|Peter Boettke|
That is Jim Goodnight, CEO of SAS. SAS just got named the #1 company to work for by Fortune, and was profiled this morning on CBS Sunday Morning, in a piece that addressed the claim that the rich have gotten richer and the poor poorer during the last 20 years.
My idea of a vibrant intellectual/academic environment fits with the description given of firms such as SAS or Google, and actually what I saw in operation at Stanford and to a considerable extent NYU. An environment where the faculty are constantly fending off offers from competing institutions because their work is widely recognized for its high quality, but who constantly choose to stay because their current environment is one that is intellectually dynamics and provides them with all the financial and non-financial benefits that can be offered anywhere else.
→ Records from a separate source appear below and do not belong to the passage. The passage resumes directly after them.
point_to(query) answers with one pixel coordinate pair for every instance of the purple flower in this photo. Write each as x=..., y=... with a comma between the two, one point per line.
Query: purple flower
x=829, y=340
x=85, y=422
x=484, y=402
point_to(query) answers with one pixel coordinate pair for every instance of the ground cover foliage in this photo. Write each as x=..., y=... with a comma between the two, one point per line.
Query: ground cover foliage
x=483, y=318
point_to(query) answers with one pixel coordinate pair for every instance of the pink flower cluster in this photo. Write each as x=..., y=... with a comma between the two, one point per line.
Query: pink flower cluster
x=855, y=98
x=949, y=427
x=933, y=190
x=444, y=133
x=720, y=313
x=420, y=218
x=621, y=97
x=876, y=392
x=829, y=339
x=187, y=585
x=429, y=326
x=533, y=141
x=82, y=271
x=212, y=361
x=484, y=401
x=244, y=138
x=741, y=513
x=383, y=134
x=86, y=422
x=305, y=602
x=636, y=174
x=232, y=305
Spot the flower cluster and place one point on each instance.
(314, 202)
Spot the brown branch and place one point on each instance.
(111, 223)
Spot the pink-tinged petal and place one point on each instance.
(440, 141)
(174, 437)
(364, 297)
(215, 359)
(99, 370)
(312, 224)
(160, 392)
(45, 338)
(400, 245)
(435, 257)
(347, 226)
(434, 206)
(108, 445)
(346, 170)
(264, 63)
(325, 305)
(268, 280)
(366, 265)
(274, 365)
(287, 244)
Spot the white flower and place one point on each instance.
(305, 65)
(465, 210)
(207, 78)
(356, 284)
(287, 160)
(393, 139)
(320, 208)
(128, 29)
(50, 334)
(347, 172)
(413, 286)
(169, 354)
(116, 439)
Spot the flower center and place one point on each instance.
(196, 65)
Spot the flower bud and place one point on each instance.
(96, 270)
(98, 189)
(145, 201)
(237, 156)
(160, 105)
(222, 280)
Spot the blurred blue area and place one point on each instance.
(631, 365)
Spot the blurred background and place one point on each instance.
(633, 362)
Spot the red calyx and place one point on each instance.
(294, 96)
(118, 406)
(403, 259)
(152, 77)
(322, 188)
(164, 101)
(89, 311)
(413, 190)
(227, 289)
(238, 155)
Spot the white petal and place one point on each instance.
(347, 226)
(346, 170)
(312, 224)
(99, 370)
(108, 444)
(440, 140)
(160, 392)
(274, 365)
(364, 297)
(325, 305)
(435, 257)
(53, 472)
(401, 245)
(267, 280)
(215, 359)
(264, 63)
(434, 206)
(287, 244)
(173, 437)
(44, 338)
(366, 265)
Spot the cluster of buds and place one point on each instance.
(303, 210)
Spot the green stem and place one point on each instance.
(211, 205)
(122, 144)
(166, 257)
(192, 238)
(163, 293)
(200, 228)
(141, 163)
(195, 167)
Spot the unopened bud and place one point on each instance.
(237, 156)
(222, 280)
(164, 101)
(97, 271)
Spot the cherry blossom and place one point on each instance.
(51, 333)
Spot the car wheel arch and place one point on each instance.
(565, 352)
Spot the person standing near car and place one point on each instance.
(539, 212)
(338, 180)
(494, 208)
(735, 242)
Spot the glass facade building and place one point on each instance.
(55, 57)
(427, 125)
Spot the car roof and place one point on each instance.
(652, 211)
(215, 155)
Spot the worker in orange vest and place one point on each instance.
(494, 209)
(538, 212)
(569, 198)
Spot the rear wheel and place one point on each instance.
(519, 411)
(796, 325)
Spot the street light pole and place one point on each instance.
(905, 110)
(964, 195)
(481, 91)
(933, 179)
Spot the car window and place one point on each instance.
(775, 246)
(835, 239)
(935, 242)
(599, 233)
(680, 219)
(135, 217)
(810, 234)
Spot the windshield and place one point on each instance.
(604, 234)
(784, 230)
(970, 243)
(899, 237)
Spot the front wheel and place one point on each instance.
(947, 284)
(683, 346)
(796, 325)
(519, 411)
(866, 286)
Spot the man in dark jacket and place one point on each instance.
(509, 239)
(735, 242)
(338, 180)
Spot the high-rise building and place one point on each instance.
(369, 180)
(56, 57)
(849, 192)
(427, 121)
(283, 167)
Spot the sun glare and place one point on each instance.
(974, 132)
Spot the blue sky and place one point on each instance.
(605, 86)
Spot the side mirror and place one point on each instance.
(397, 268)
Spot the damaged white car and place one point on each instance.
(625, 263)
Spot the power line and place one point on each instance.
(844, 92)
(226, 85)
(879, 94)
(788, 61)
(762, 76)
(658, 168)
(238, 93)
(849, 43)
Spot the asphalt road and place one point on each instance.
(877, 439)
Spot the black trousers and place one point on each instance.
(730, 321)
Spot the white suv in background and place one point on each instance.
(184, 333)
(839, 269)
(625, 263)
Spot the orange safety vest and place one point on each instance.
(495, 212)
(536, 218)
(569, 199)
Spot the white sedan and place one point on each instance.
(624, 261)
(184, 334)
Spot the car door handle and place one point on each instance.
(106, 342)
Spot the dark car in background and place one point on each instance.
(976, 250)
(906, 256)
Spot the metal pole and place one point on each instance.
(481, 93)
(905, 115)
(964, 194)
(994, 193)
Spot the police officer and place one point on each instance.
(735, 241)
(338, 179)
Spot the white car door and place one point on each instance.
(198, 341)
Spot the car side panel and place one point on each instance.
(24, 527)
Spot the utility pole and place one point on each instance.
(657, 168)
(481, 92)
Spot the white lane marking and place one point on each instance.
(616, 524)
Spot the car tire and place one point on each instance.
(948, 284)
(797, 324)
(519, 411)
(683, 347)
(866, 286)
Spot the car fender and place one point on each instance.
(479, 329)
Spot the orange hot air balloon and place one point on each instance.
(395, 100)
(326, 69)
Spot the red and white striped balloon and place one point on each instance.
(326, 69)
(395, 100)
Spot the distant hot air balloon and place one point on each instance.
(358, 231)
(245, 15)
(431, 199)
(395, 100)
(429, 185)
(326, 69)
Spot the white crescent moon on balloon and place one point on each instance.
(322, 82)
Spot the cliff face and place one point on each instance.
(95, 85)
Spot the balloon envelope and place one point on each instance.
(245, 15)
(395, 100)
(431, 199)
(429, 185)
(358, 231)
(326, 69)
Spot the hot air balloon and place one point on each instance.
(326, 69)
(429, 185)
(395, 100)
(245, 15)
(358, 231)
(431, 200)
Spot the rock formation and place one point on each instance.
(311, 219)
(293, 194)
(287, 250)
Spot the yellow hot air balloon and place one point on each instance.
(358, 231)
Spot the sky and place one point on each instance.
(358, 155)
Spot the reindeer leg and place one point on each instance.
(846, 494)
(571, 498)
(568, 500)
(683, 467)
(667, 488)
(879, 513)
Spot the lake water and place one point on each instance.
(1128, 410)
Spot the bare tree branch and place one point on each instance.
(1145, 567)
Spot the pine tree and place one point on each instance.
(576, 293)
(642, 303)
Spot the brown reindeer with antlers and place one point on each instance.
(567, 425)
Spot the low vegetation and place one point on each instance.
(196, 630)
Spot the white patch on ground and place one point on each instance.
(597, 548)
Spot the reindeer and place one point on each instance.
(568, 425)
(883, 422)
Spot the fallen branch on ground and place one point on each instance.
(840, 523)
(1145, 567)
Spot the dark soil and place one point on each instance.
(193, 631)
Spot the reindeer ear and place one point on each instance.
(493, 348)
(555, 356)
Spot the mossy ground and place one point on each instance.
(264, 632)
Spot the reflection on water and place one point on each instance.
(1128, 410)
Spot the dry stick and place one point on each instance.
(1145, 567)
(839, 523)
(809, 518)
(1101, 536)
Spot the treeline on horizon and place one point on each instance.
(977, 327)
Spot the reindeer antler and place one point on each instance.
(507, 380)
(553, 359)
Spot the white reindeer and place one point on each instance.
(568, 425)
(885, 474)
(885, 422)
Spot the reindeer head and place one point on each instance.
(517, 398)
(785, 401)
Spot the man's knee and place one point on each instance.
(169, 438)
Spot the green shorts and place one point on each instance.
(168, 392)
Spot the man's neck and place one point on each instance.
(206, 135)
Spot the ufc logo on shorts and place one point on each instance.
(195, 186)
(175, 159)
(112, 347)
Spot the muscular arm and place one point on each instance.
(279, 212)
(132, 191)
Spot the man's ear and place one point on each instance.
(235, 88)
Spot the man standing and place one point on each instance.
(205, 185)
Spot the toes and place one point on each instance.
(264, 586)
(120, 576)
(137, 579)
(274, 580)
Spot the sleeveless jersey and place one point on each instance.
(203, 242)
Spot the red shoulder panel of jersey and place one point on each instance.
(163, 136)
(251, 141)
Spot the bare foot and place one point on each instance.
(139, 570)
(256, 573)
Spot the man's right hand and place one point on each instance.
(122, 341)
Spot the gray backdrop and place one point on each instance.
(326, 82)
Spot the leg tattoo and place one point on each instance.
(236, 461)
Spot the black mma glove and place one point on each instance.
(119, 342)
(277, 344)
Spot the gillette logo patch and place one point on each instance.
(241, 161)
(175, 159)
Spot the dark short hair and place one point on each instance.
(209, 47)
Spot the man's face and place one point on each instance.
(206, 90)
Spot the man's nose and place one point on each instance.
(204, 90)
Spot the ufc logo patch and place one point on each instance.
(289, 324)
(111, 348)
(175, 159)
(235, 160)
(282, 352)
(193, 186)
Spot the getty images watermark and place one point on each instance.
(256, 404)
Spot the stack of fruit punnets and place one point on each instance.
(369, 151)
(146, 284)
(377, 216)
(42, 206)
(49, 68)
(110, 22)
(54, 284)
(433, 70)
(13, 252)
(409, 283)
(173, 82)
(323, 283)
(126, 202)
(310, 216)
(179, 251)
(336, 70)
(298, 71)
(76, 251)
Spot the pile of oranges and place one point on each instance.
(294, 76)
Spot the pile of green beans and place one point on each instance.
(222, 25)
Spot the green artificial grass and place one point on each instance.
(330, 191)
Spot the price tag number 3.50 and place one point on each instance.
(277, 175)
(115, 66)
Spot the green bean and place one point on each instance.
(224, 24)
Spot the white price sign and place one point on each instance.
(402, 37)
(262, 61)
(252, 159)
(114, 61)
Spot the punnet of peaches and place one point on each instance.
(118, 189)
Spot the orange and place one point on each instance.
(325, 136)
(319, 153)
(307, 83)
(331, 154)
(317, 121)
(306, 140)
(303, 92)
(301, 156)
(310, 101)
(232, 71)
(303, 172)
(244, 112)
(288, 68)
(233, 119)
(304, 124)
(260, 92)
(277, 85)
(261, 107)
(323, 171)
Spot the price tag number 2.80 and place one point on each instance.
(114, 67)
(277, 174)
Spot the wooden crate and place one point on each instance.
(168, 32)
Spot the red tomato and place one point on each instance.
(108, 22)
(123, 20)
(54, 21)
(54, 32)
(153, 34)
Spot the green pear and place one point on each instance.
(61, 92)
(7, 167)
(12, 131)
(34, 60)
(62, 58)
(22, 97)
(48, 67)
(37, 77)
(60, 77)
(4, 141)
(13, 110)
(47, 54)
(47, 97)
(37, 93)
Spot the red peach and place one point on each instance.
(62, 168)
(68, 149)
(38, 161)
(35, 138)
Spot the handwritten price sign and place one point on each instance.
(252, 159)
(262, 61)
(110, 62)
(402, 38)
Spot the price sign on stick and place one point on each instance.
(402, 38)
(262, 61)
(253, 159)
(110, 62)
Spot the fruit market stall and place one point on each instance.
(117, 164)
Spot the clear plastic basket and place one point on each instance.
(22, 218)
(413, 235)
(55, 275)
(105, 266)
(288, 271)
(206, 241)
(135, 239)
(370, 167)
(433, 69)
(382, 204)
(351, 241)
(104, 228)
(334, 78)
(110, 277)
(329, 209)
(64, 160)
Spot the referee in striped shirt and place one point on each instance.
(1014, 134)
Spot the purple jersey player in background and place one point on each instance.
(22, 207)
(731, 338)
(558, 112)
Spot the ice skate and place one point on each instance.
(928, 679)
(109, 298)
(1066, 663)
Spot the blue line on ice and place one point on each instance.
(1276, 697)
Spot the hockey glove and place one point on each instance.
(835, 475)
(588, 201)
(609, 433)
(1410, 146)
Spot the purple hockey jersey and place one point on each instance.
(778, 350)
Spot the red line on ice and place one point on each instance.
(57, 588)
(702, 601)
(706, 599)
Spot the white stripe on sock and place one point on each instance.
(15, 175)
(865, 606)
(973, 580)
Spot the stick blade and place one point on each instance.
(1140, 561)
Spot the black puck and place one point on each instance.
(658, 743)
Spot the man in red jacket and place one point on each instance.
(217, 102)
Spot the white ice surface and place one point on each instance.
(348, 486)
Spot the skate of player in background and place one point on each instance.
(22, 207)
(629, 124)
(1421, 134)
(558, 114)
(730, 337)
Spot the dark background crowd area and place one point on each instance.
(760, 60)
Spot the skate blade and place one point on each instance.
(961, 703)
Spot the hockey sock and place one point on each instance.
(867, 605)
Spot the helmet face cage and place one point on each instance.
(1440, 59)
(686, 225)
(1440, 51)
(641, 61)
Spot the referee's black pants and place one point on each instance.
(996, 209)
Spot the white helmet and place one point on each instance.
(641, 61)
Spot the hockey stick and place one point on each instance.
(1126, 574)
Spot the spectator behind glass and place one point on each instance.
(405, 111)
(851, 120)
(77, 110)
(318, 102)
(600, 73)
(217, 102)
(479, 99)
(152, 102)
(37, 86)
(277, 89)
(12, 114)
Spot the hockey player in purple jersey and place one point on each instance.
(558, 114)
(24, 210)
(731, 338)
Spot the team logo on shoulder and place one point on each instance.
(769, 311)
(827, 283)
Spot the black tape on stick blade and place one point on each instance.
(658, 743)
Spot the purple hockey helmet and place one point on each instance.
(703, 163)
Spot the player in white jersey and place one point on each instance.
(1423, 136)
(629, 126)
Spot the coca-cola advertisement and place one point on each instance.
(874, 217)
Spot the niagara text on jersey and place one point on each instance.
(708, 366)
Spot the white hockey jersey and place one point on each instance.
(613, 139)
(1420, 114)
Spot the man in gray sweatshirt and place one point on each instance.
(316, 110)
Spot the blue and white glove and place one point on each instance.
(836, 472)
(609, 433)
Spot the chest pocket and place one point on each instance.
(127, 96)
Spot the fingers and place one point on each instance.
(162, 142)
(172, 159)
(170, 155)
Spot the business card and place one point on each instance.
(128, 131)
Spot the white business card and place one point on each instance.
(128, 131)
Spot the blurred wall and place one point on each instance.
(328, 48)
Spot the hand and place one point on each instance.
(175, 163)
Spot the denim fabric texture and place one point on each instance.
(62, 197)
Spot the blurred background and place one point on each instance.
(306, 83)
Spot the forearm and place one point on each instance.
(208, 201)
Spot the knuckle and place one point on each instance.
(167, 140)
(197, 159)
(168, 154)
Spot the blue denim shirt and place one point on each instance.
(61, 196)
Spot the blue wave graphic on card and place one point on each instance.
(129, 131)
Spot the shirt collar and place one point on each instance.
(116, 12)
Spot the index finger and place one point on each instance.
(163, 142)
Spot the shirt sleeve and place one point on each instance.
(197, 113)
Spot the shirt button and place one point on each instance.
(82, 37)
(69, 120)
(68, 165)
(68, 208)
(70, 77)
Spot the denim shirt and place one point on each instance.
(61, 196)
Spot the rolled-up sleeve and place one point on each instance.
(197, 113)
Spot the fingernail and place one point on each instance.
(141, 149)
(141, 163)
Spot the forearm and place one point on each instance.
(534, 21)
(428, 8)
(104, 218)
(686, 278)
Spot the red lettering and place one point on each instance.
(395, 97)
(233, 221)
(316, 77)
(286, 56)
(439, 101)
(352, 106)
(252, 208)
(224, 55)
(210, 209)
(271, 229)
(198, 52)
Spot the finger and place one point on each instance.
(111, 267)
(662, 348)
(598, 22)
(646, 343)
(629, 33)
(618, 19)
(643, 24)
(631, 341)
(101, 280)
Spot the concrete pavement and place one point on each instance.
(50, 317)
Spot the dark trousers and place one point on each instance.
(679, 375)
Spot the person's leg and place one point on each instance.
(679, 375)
In short, they view the entire package of their current work environment too attractive to leave even though an alternative offer might be attractive on a particular margin of salary, prestige, office space, teaching loads, etc.. The signal of turn-over of senior faculty, or the inability to attract first-choice faculty during searches should cause departmental leaders and university administrators to "soul-search" and rethink the intellectual-work environment that is currently in existence and how to improve it because if you are unable to retain and attract those who you have identified as top flight, then it must be more than on one margin that you are falling behind.
My question is if "efficiency wages" increase productivity by both eliminating turn-over and making for a more attractive (for potential employees) and enjoyable (for existing employees) workplace, then why is this often seen as flipping the causal relationship between value and price rather than an interesting way in a dynamic world for employers to capture the opportunity for productivity gains and reward employees accordingly?